# 3 days of NE steelhead fishing.....



## ausable_steelhead (Sep 30, 2002)

Finally got some time off from work, 4 days! I haven't been fishing in two weeks, so of course I fished 3 days in a row. It was good to be on the river again, I love steelhead fishing this time of year, there's just something about it. There were very few other people out fishing, pretty quiet on the river all three days.

*Saturday* was the slowest day, I only landed one small, fresh hen:









She came on a jig/waxie under a bobber. I bounced around and fished probably 4-5 runs, fish just seemed off the bite. 

*Sunday* was the best day and also the craziest, weather-wise. When I got to the river, it was a nice overcast, but raining pretty steady. It was warm, 39 degrees at the start. It changed from dark and rainy to light clouds and windy back to dark then to bright bluebird, then back to overcast, all in about two hours:yikes:! The river has been at a steady, stable flow for probably the last 10 days; the water temp has also been consistent lately. I only fished one hole on Sunday, but it was definanetly holding some steelhead.

First cast:









Fat, fresh hen:









Small, fresh little hen:









*Today* it was cold and windy. It was 23 degrees this morning. I fished two holes and hit fish in both. The fish were lethergic and not real aggressive today. It took alittle while to get them to go this morning, but I coaxed two solid bucks:

This one's pretty fresh:









Nice, thick holdover:


----------



## stinger63 (Nov 25, 2003)

Absolutely Beautiful fish.Congrads on your success.Was the lure in the fish on the last pic a yarn fly or spawn bag?
Aaron


----------



## Reel_Screamer86 (Mar 22, 2007)

*Nice job Jon , are you still fishing the same hole as you been fishing ?*

*Were headed up Wednesday for the day, was the water low ????*


----------



## aquaticsanonymous (Jul 1, 2006)

nice pics, keep up the good work, and keep posting for those of us who don't get to get out.


----------



## stinger63 (Nov 25, 2003)

aquaticsanonymous said:


> nice pics, keep up the good work, and keep posting for those of us who don't get to get out.

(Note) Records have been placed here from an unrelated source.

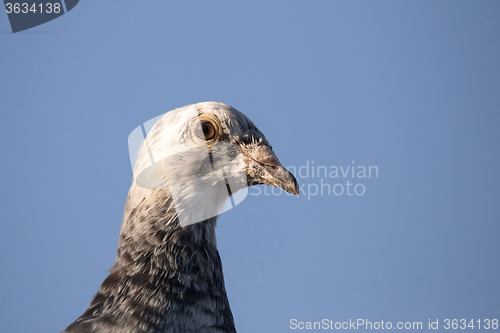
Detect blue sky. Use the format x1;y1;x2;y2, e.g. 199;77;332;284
0;0;500;333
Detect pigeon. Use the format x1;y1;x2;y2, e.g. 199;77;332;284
62;102;299;333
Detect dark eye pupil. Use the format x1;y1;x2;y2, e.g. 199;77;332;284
196;121;217;140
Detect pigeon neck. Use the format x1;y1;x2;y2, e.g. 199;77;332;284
87;187;236;333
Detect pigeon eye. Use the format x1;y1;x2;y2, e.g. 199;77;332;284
195;120;219;141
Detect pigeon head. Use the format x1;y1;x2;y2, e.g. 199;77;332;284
134;102;299;226
63;102;299;333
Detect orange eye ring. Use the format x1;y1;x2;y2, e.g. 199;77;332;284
194;115;221;142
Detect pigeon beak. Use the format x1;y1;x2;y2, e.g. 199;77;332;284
243;146;299;197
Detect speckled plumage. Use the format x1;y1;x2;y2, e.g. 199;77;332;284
63;102;298;333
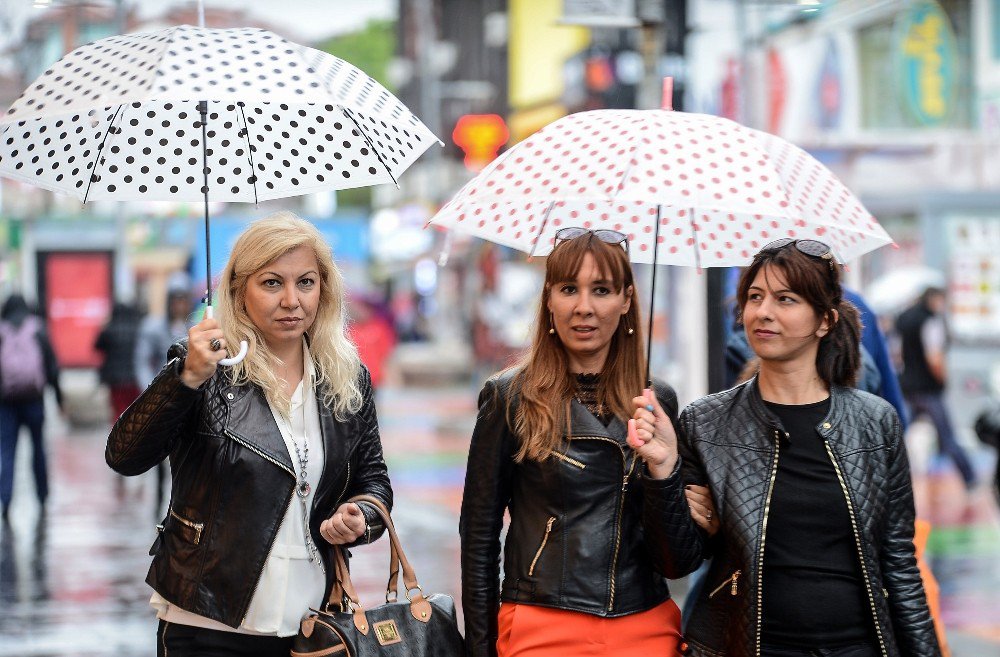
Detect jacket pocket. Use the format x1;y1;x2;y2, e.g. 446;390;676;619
708;570;743;600
164;509;205;545
528;516;556;577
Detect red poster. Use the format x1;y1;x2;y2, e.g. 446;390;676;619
43;252;111;367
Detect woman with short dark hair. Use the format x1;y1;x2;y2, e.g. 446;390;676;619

No doubt one lucky feller there you are Ausable


----------



## axisgear (Jan 24, 2007)

I'm glad to see some sites are happy to have pics. of fish on their forums! Great job considering how hard I'm sure you worked for those fish.

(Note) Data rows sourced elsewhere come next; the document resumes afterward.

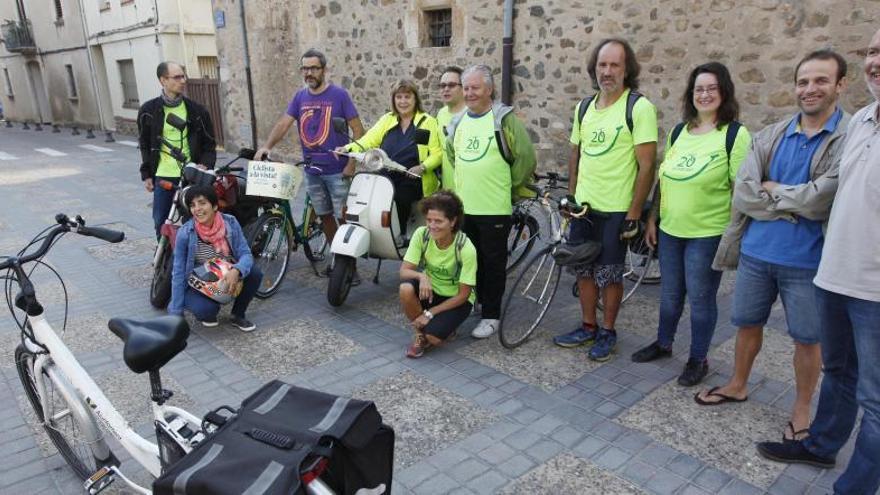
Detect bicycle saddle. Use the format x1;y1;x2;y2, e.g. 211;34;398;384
107;315;189;373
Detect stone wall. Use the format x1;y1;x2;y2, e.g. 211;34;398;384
214;0;880;167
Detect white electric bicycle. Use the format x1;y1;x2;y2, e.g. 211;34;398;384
0;214;333;495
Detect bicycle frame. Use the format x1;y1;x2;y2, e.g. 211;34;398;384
24;315;201;494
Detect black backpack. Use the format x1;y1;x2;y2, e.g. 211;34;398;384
669;120;742;167
578;91;643;133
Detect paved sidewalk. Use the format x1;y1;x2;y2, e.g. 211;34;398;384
0;127;851;494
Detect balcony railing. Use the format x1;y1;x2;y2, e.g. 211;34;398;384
0;20;37;52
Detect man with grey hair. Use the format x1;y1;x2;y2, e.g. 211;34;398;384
446;65;537;338
758;30;880;495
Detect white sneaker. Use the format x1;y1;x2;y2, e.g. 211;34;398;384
471;318;499;339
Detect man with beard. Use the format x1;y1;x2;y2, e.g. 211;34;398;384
437;65;466;191
256;49;364;246
137;62;217;237
694;50;849;446
758;31;880;495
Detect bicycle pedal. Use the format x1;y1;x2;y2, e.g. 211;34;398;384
83;466;116;495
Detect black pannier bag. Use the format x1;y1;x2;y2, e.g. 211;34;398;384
153;380;394;495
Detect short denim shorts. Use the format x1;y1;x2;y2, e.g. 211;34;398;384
731;254;820;344
305;172;351;218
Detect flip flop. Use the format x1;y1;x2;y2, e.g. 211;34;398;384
694;387;749;406
782;421;810;443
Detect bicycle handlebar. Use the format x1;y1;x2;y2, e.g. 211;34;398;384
0;213;125;270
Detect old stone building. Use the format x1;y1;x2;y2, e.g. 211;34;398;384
213;0;880;167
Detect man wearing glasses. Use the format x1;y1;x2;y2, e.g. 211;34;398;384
257;49;364;246
137;62;217;237
694;49;850;446
437;65;466;191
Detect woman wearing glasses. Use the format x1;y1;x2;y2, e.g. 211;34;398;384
340;80;442;240
632;62;751;387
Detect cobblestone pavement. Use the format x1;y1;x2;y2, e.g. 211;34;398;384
0;126;849;494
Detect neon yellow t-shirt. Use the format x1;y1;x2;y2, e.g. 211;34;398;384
660;125;752;239
403;227;477;303
437;105;467;191
156;103;189;177
569;90;657;212
452;110;513;215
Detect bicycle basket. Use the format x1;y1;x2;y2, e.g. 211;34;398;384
553;241;602;266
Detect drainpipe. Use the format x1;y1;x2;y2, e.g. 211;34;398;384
77;0;111;131
501;0;513;105
238;0;257;149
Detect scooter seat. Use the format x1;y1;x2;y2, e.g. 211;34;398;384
107;315;189;373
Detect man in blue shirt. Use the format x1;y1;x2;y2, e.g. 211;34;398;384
694;50;849;446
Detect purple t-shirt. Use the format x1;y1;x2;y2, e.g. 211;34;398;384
287;84;357;175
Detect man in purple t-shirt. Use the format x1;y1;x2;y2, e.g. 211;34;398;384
256;49;364;242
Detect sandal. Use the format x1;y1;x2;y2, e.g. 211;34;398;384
406;333;431;359
782;421;810;443
694;387;749;406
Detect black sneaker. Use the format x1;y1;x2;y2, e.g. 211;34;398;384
678;359;709;387
632;342;672;363
757;441;836;469
229;315;257;332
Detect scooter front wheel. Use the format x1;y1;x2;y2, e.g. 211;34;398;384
327;254;355;306
150;237;174;309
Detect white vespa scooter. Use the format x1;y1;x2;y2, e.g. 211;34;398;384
327;119;430;306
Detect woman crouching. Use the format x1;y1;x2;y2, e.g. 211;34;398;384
400;191;477;358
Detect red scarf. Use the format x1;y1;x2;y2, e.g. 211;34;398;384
194;211;231;256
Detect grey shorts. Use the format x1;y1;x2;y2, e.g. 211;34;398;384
305;172;351;218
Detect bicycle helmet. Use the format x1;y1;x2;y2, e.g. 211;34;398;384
553;241;602;266
186;258;242;304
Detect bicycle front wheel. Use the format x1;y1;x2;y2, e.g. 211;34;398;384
507;213;540;273
248;211;292;299
621;236;660;302
498;246;562;349
15;345;98;480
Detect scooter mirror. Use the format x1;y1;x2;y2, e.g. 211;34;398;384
413;129;431;146
165;113;186;131
330;117;348;136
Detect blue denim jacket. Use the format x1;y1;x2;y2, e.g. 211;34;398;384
168;213;254;315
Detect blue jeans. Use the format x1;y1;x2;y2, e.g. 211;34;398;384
153;177;180;238
657;230;721;361
804;287;880;495
183;266;263;321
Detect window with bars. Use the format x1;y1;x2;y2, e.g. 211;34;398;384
425;9;452;46
196;57;218;79
3;67;14;96
116;59;141;108
64;64;79;98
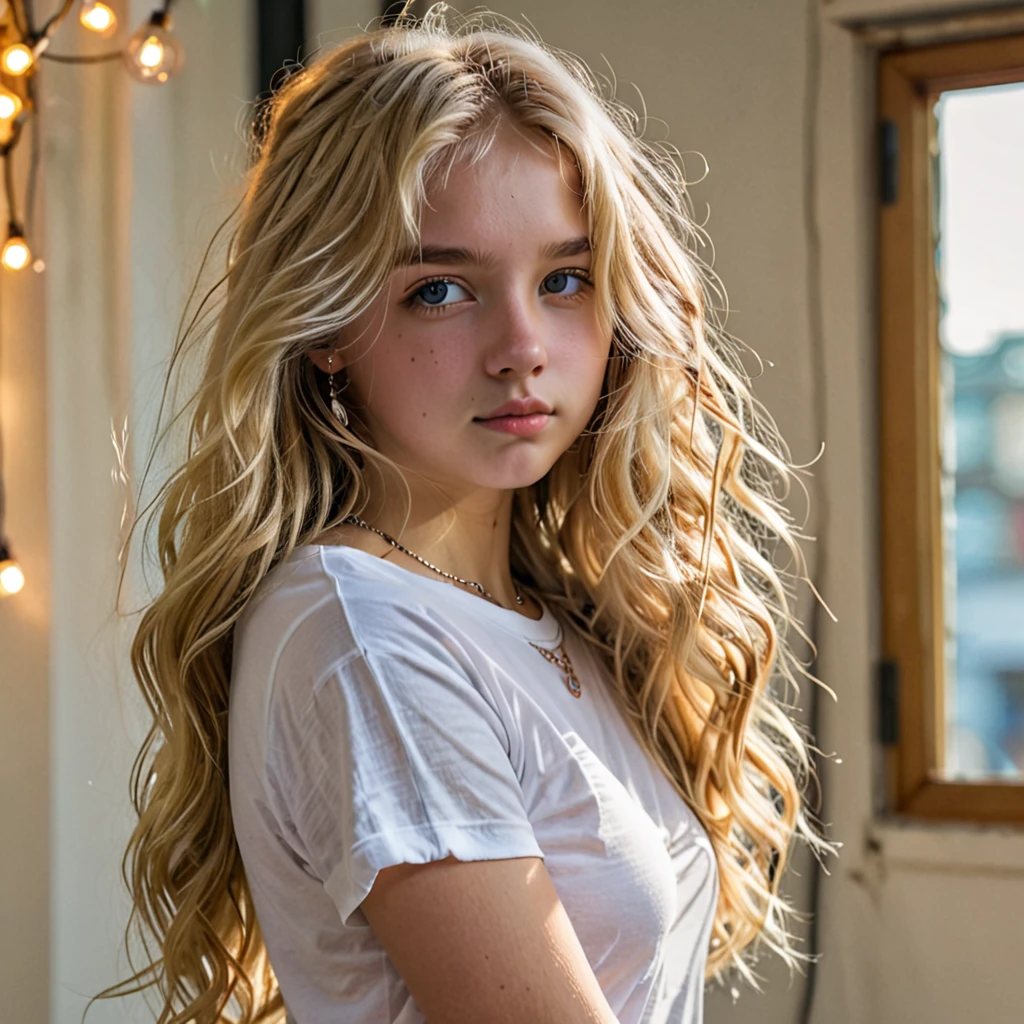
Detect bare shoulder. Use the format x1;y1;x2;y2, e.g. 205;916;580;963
360;856;617;1024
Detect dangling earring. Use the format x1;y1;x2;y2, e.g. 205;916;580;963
327;355;348;427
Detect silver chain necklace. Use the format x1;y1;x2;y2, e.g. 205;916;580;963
342;515;583;697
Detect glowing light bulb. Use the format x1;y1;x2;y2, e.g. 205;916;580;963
124;10;185;84
0;559;25;597
78;0;118;37
0;43;36;75
0;85;25;121
0;234;32;270
0;542;25;597
138;36;164;71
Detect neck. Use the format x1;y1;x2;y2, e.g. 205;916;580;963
359;479;525;608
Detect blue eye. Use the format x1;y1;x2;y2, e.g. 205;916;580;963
413;281;466;306
544;270;583;295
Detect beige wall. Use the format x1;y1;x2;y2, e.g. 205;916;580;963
0;0;1024;1024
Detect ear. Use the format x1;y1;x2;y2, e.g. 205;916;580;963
306;344;343;374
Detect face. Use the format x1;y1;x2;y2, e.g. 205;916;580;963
311;119;610;507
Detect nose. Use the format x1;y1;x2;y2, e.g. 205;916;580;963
485;293;548;377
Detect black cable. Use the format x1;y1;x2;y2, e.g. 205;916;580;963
39;50;124;63
799;0;829;1024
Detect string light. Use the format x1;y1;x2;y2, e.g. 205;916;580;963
78;0;118;38
0;0;184;598
0;541;25;597
0;43;36;75
0;221;32;270
125;10;184;84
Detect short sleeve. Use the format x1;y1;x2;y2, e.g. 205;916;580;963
267;622;544;926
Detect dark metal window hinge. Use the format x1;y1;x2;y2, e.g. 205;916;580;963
879;658;899;746
879;120;899;206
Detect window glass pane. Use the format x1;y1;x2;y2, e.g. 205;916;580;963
933;83;1024;780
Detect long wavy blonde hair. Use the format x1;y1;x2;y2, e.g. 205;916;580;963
90;4;835;1024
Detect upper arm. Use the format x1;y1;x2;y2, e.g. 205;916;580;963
360;856;616;1024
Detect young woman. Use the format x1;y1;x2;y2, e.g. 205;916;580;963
92;5;830;1024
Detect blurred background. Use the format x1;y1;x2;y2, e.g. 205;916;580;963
0;0;1024;1024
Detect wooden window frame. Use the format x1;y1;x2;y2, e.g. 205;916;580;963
878;34;1024;824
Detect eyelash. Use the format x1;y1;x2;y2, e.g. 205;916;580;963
401;266;594;316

Thanks for sharing and keep them coming.Hen #2 would have been skeins in my freezer as far as I'm concerned!


----------



## Bucky Broadside (Dec 27, 2007)

Those fish are gorgeous...keep up the nice work


----------



## RIVER LADY (Jun 13, 2005)

Very nice as usual Jon. Good to see it. I miss Grandma's place.


----------



## RiverRanger (Aug 23, 2006)

Great job AS, just love those pictures. Makes me feel like I'm there.


----------



## MykissRay (Dec 28, 2007)

Nice MyKiss's there young man! I fish the Au Sable alot and haven't been there recently...I need to get my retired butt moving and head over there.

My favorite place on that river is so clear in my mind right now, thanks for the pictures. 

Purple always works good for me there try it if you haven't.


----------